On Tue 14-07-20 08:32:09, Shakeel Butt wrote:
> On Tue, Jul 14, 2020 at 1:41 AM Michal Hocko <mhocko@kernel.org> wrote:
> >
> > On Fri 10-07-20 12:19:37, Shakeel Butt wrote:
> > > On Fri, Jul 10, 2020 at 11:42 AM Roman Gushchin <guro@fb.com> wrote:
> > > >
> > > > On Fri, Jul 10, 2020 at 07:12:22AM -0700, Shakeel Butt wrote:
> > > > > On Fri, Jul 10, 2020 at 5:29 AM Michal Hocko <mhocko@kernel.org> wrote:
> > > > > >
> > > > > > On Thu 09-07-20 12:47:18, Roman Gushchin wrote:
> > > > > > > Memory.high limit is implemented in a way such that the kernel
> > > > > > > penalizes all threads which are allocating a memory over the limit.
> > > > > > > Forcing all threads into the synchronous reclaim and adding some
> > > > > > > artificial delays allows to slow down the memory consumption and
> > > > > > > potentially give some time for userspace oom handlers/resource control
> > > > > > > agents to react.
> > > > > > >
> > > > > > > It works nicely if the memory usage is hitting the limit from below,
> > > > > > > however it works sub-optimal if a user adjusts memory.high to a value
> > > > > > > way below the current memory usage. It basically forces all workload
> > > > > > > threads (doing any memory allocations) into the synchronous reclaim
> > > > > > > and sleep. This makes the workload completely unresponsive for
> > > > > > > a long period of time and can also lead to a system-wide contention on
> > > > > > > lru locks. It can happen even if the workload is not actually tight on
> > > > > > > memory and has, for example, a ton of cold pagecache.
> > > > > > >
> > > > > > > In the current implementation writing to memory.high causes an atomic
> > > > > > > update of page counter's high value followed by an attempt to reclaim
> > > > > > > enough memory to fit into the new limit. To fix the problem described
> > > > > > > above, all we need is to change the order of execution: try to push
> > > > > > > the memory usage under the limit first, and only then set the new
> > > > > > > high limit.
> > > > > >
> > > > > > Shakeel would this help with your pro-active reclaim usecase? It would
> > > > > > require to reset the high limit right after the reclaim returns which is
> > > > > > quite ugly but it would at least not require a completely new interface.
> > > > > > You would simply do
> > > > > >         high = current - to_reclaim
> > > > > >         echo $high > memory.high
> > > > > >         echo infinity > memory.high # To prevent direct reclaim
> > > > > >                                     # allocation stalls
> > > > > >
> > > > >
> > > > > This will reduce the chance of stalls but the interface is still
> > > > > non-delegatable i.e. applications can not change their own memory.high
> > > > > for the use-cases like application controlled proactive reclaim and
> > > > > uswapd.
> > > >
> > > > Can you, please, elaborate a bit more on this? I didn't understand
> > > > why.
> > > >
> > >
> > > Sure. Do we want memory.high a CFTYPE_NS_DELEGATABLE type file? I
> > > don't think so otherwise any job on a system can change their
> > > memory.high and can adversely impact the isolation and memory
> > > scheduling of the system.
> >
> > Is this really the case? There should always be a parent cgroup that
> > overrides the setting.
> 
> Can you explain a bit more? I don't see any requirement of having a
> layer of cgroup between root and the job cgroup. Internally we
> schedule jobs as top level cgroups. There do exist jobs which are a
> combination of other jobs and there we do use an additional layer of
> cgroup (similar to pods running multiple containers in kubernetes).
> Surely we can add a layer for all the jobs but it comes with an
> overhead and at scale that overhead is not negligible.

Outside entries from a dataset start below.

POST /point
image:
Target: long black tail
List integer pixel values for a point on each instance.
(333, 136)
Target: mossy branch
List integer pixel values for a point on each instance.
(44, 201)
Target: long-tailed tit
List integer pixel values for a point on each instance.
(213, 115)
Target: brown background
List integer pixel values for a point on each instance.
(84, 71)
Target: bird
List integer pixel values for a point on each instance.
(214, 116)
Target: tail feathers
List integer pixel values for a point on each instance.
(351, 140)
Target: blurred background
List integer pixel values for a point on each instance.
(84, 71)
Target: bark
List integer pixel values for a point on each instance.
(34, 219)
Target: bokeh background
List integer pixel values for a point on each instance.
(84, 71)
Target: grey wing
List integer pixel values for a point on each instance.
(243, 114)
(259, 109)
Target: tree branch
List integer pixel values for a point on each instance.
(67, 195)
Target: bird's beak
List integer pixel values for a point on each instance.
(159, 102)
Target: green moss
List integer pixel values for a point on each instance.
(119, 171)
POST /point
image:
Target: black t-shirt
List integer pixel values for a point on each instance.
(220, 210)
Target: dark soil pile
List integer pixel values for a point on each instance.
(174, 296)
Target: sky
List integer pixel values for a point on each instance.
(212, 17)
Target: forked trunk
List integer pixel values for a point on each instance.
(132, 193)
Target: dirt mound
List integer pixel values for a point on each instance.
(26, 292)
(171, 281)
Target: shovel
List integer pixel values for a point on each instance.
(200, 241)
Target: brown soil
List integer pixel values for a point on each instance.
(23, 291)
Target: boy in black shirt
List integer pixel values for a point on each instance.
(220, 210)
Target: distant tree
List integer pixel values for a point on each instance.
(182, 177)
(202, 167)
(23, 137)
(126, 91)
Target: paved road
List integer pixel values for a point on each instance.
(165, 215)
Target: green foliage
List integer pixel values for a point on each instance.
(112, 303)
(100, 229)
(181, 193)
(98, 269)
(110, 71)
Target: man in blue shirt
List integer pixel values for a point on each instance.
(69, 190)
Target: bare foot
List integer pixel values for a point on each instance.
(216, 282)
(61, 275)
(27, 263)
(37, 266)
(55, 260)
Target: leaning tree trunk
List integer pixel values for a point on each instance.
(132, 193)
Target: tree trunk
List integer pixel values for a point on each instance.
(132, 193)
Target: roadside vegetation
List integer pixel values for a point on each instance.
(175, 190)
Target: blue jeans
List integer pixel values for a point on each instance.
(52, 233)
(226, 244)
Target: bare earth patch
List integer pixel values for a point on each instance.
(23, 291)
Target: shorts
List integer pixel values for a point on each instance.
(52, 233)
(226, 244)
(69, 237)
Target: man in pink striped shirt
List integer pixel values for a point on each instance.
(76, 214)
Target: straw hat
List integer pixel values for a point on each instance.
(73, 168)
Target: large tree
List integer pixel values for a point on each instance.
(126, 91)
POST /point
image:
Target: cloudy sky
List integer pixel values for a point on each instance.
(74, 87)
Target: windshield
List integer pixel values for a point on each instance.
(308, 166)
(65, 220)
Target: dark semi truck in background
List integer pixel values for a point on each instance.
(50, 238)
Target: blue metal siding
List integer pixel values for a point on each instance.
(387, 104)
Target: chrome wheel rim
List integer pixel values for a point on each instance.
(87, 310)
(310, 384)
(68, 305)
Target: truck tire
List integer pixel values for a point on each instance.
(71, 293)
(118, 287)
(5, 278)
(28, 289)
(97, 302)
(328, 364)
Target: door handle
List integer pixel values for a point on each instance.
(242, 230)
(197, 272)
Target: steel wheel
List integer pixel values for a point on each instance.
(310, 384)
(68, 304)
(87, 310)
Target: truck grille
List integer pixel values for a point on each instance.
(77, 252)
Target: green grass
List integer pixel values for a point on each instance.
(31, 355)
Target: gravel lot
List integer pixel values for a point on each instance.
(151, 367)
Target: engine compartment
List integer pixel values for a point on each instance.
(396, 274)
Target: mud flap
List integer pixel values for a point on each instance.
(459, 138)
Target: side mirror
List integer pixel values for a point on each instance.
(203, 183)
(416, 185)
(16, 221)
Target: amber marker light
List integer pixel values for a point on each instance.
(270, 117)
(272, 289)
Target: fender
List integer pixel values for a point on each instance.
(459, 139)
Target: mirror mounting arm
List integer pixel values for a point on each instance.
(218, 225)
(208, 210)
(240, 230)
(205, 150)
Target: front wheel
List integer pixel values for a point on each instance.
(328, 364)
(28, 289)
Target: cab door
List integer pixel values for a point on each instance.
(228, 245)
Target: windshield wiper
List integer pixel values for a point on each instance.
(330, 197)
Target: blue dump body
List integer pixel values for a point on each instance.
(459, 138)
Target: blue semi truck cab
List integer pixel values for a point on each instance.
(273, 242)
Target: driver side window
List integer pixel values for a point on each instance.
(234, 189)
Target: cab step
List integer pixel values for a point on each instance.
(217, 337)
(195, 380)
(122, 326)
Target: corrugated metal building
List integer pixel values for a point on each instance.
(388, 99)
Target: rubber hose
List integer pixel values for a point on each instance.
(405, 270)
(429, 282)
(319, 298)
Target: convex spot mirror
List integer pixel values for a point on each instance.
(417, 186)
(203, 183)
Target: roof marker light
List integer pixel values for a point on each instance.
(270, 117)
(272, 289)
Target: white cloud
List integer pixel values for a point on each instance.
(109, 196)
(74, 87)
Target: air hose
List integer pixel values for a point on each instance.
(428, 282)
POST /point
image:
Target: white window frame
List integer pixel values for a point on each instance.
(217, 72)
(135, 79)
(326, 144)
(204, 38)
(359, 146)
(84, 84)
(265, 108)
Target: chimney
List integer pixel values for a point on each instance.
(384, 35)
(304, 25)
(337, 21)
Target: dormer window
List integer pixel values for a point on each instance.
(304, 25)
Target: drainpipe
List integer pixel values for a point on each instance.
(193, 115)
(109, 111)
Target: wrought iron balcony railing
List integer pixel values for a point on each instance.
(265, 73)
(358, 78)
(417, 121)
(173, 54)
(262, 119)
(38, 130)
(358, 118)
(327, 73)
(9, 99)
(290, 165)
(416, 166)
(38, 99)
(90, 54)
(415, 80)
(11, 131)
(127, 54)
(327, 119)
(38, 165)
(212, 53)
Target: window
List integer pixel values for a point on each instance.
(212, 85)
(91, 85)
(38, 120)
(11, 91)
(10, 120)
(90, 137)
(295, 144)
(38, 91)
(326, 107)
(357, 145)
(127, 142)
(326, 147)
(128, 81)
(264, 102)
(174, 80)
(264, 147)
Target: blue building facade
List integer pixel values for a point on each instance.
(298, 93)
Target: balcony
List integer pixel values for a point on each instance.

What I've had in mind is that if you want to delegate then you have an
option to add a layer where you pre define restrictions/guanratees so
that the delegated cgroup under that hierarchy cannot runaway. So
configuring high limit in a delegated cgroup should be reasonably safe.

> > Also you can always set the hard limit if you do
> > not want to add another layer of cgroup in the hierarchy before
> > delegation. Or am I missing something?
> >
> 
> Yes, we can set memory.max though it has different oom semantics and
> not really a replacement for memory.high.

Right but you can define a safe cap this way and leave the high
watermark for the delegated cgroup.
-- 
Michal Hocko
SUSE Labs